My current TiVo premiere is connected to a HDMI splitter. One to the main TV, one to the bedroom around the corner and one to the screen porch TV. I use the Nex Gen IR Remote Extender and extra TiVo remotes in each room with the little battery transmitter.
My new Roamio will be here tomorrow. Will I be able to use the new IR remote in different rooms? Does it work through a wall?


----------



## aaronwt (Jan 31, 2002)

My Romaio remote works through a brick firewall.

And it seems to work from anywhere in my condo. I just tried it out from several locations. My Slide remotes could never do that.


----------



## Fsron (Sep 7, 2013)

I would also like to hear from others who are using the rf remote and what ranges they are getting. Thanks.

I'm seriously considering trading my Channel Master DVR for a base Roamio. My current setup and a Roamio setup would use the composite outs to a uhf rf converter and then back into the antenna line. Works good for sd only. Other televisions are about 40 feet away. Tivo claims 30 feet but a little further would be fantastic.


----------



## lessd (Jan 23, 2005)

aaronwt said:


> My Romaio remote works through a brick firewall.
> 
> And it seems to work from anywhere in my condo. I just tried it out from several locations. My Slide remotes could never do that.

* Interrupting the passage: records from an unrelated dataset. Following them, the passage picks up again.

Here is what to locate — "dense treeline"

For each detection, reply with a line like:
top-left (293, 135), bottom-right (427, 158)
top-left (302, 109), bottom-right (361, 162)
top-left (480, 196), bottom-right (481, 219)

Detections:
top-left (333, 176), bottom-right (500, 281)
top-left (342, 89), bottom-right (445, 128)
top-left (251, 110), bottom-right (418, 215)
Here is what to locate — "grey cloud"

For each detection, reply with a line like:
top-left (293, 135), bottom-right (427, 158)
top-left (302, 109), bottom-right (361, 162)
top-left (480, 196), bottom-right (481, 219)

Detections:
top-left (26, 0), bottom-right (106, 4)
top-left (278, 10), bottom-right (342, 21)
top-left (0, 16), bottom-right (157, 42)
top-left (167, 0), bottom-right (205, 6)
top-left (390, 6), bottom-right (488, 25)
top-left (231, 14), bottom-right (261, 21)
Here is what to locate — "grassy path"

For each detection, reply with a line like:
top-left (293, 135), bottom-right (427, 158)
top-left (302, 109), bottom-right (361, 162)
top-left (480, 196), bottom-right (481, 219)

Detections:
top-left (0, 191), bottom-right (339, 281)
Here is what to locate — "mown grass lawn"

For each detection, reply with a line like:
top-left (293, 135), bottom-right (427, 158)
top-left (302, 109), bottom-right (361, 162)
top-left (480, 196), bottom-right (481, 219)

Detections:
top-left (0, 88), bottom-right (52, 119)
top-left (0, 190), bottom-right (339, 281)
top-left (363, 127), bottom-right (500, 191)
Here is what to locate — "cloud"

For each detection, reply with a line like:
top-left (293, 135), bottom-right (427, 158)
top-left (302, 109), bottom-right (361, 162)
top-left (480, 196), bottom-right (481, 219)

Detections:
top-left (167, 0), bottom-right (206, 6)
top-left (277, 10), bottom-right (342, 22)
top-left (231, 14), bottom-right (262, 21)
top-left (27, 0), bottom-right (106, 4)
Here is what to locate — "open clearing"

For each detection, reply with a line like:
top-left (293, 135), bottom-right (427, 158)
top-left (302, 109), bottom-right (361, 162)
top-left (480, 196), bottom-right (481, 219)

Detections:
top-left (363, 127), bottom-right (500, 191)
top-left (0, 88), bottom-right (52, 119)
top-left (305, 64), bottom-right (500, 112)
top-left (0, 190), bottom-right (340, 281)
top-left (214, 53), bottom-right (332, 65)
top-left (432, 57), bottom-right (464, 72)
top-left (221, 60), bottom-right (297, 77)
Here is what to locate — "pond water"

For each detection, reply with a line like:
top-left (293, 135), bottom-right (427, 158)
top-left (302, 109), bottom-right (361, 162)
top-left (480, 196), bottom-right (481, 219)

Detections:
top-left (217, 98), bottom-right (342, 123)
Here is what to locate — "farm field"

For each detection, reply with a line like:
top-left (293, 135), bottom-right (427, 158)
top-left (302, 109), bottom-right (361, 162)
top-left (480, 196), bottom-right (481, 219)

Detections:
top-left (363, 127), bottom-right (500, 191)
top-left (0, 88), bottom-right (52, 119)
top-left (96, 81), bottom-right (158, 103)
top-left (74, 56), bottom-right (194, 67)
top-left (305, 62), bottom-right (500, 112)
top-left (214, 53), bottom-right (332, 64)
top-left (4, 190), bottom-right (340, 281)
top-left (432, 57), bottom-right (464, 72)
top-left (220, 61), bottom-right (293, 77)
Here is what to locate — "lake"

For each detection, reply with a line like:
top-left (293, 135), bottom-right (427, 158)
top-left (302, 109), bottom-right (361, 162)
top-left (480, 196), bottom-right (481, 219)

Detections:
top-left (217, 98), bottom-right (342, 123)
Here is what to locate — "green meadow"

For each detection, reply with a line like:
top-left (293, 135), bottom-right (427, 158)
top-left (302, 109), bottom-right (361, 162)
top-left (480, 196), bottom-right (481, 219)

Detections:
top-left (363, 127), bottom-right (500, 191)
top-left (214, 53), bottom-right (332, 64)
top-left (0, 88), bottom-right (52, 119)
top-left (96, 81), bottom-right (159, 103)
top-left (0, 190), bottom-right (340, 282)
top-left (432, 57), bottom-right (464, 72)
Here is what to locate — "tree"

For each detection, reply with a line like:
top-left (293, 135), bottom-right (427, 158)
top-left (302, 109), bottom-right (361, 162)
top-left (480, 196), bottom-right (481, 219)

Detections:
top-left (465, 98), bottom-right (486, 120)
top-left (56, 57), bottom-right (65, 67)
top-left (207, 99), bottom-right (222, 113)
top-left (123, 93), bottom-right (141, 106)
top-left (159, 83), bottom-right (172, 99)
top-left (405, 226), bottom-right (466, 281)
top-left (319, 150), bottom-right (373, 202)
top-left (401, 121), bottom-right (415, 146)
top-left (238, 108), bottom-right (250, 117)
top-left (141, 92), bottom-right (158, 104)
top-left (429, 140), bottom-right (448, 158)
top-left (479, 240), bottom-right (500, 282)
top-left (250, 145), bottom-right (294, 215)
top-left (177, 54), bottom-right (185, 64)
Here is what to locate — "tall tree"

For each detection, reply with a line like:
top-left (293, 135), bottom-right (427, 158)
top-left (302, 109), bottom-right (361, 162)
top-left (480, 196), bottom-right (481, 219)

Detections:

In RF mode I can't get more than 5 feet from the Roamio Plus before the amber light goes to red (IR mode) so you are lucky as yours works correctly.


----------



## Rkkeller (May 13, 2004)

I am now using the remote in my computer room, 2 rooms away from the Roamio and it works. Sometimes I have to angle it or press a couple times, but overall it works.


----------



## PHeadland (Mar 29, 2005)

In our house the remote works well at least 40 feet away with multiple (drywall) walls and a floor in between.


----------



## Fsron (Sep 7, 2013)

Thanks pheadland for the reply, that sounds encouraging that 40 feet may work. Also that at least some of the remotes work. Lots of discouraging posts about the remotes.


----------



## Devx (Jun 1, 2006)

Fsron said:


> Thanks pheadland for the reply, that sounds encouraging that 40 feet may work. Also that at least some of the remotes work. Lots of discouraging posts about the remotes.


I haven't tried from 40 ft, but can definitely say my Roamio remote works at least 30ft away through multiple (4) walls.


----------



## Fsron (Sep 7, 2013)

I picked up a roamio and the remote doesn't go 40'. It does pretty good at 30'. I need another 10'. I will try a next generation remote extender tommorow. Otherwise I see a Mini in my future.


----------



## leiff (Aug 24, 2005)

Anyone know how tivo Bluetooth slide remote comapares to roamio remote range wise


----------



## aaronwt (Jan 31, 2002)

leiff said:


> Anyone know how tivo Bluetooth slide remote comapares to roamio remote range wise


I know my Roamio remote can still control my Romaio Pro at the other end of my condo. None of my slide remotes have range like that. They can only get half that distance.

And my Roamio remote will work on the other side of a brick firewall where the Romaio Pro is only a few feet away from the wall. My slide remotes will not control it from the other side of the brick firewall.


----------



## bellbm (Dec 16, 2003)

My Roamio remote only works when I aim it directly at the box. Sounds like something is wrong.


----------



## innocentfreak (Aug 25, 2001)

It sounds like you are in IR mode. Hold TiVo+D to switch to RF mode. TiVo+C turns it to IR mode. 

My remote works one room away and further than my Slide ever did.


----------